In this work, we study statistical learning with dependent ($\beta$-mixing) data and square loss in a hypothesis class $\mathscr{F}\subset L_{\Psi_p}$ where $\Psi_p$ is the norm $\|f\|_{\Psi_p} \triangleq \sup_{m\geq 1} m^{-1/p} \|f\|_{L^m} $ for some $p\in [2,\infty]$. Our inquiry is motivated by the search for a sharp noise interaction term, or variance proxy, in learning with dependent data. Absent any realizability assumption, typical non-asymptotic results exhibit variance proxies that are deflated multiplicatively by the mixing time of the underlying covariates process. We show that whenever the topologies of $L^2$ and $\Psi_p$ are comparable on our hypothesis class $\mathscr{F}$ -- that is, $\mathscr{F}$ is a weakly sub-Gaussian class: $\|f\|_{\Psi_p} \lesssim \|f\|_{L^2}^\eta$ for some $\eta\in (0,1]$ -- the empirical risk minimizer achieves a rate that only depends on the complexity of the class and second order statistics in its leading term. Our result holds whether the problem is realizable or not and we refer to this as a \emph{near mixing-free rate}, since direct dependence on mixing is relegated to an additive higher order term. We arrive at our result by combining the above notion of a weakly sub-Gaussian class with mixed tail generic chaining. This combination allows us to compute sharp, instance-optimal rates for a wide range of problems. Examples that satisfy our framework include sub-Gaussian linear regression, more general smoothly parameterized function classes, finite hypothesis classes, and bounded smoothness classes.

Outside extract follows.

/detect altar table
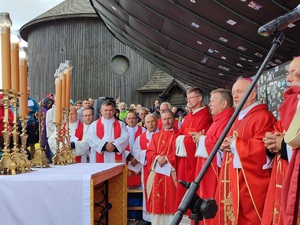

翻译：在本研究中，我们探讨了在假设类 $\mathscr{F}\subset L_{\Psi_p}$ 中，使用依赖数据（$\beta$混合）和平方损失进行统计学习的问题，其中 $\Psi_p$ 是范数 $\|f\|_{\Psi_p} \triangleq \sup_{m\geq 1} m^{-1/p} \|f\|_{L^m} $，$p\in [2,\infty]$。我们的研究动机在于寻找依赖数据学习中尖锐的噪声交互项，即方差代理。在没有任何可实现性假设的情况下，典型的非渐近结果所展示的方差代理会因底层协变量过程的混合时间而产生乘性缩减。我们证明，只要 $L^2$ 和 $\Psi_p$ 的拓扑在我们的假设类 $\mathscr{F}$ 上具有可比性——即 $\mathscr{F}$ 是一个弱次高斯类：对于某个 $\eta\in (0,1]$，有 $\|f\|_{\Psi_p} \lesssim \|f\|_{L^2}^\eta$——那么经验风险最小化器所达到的速率，其主项仅依赖于该类的复杂度和其二阶统计量。我们的结果无论问题是否可实现都成立，我们称之为一种近混合无关速率，因为对混合的直接依赖被降级为一个加性的高阶项。我们通过将上述弱次高斯类的概念与混合尾泛链化方法相结合，得出了这一结果。这种结合使我们能够为广泛的问题计算尖锐的、实例最优的速率。满足我们框架的例子包括次高斯线性回归、更一般的平滑参数化函数类、有限假设类以及有界光滑类。